Dedicated researcher Dr Irene Zinonos is continuing her groundbreaking research at the Basil Hetzel Institute for Translational Health Research (BHI), working alongside Associate Professor Lisa Butler, to develop a completely new way to predict tumour behaviour and help people make more effective treatment choices.
Collaborating with A/Prof Butler along with the prostate cancer team at the BHI and South Australian Health and Medical Research Institute, they are focusing on lipids (fatty tissue) which are the building blocks of cells and the link between them and cancer.
When prostate cancer is diagnosed, it can be difficult to tell whether it is a slow-growing, low risk cancer, that can be easily treated by surgery or whether it is high risk disease that requires a more aggressive treatment strategy.
Unfortunately because of this, many men are treated as if their cancer is high risk, leading to unnecessary surgery with associated complications and reduction in quality of life.
“Prostate cancer cells need lipids to grow and multiply and lipids influence how the cancer cells behave. By looking at the different types of lipids in human prostate cancer samples, we have uncovered an association of prostate cancer aggressiveness and the presence of certain lipid modifications in the tumours that has not yet been realised,” Dr Zinonos explained.
“Through this we can determine whether or not a cancer is aggressive by looking at the lipid profile of the patient’s cancer cells.”
The team’s primary aim is to develop a non-invasive test that can be used, when prostate cancer is first diagnosed, to predict whether the cancer is likely to be aggressive or not.
The information from this test will enable doctors and patients to make better decisions about treatments and improve quality of life for men diagnosed with prostate cancer.

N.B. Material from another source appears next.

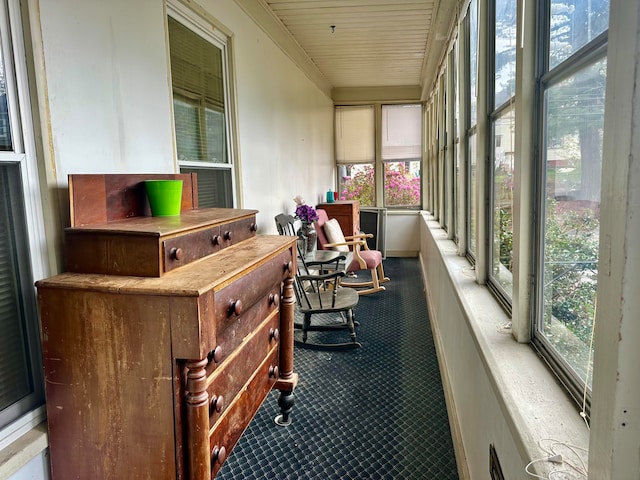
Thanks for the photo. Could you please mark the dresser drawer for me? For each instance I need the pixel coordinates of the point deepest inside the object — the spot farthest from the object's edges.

“By switching off a particular gene associated with these lipid modifications that affect cancer aggressiveness, we might be able to design a new and more effective treatment for patients suffering from the aggressive form of the disease,” Dr Zinonos said.
“This is incredible progress for the prostate cancer team, making inroads in cancer treatments to change the way men are diagnosed with this heartbreaking disease. This potentially will ensure patients are treated with the correct methods, and hopefully stop those from having unnecessary treatments or surgery.
“We are at an exciting stage where we are about to publish our preliminary findings, which have proved our research can detect an aggressive tumour from a non-aggressive one.”
It is thanks to your ongoing support that this research is possible and finding treatment methods and cures are one step closer!
“Funding is so important. What people may not realise is I rely on grants for my research which comes from the generous donors from Australian Prostate Cancer, without them my research could not continue. The ongoing contributions from donors is vital in our research and we cannot thank them enough for their support.”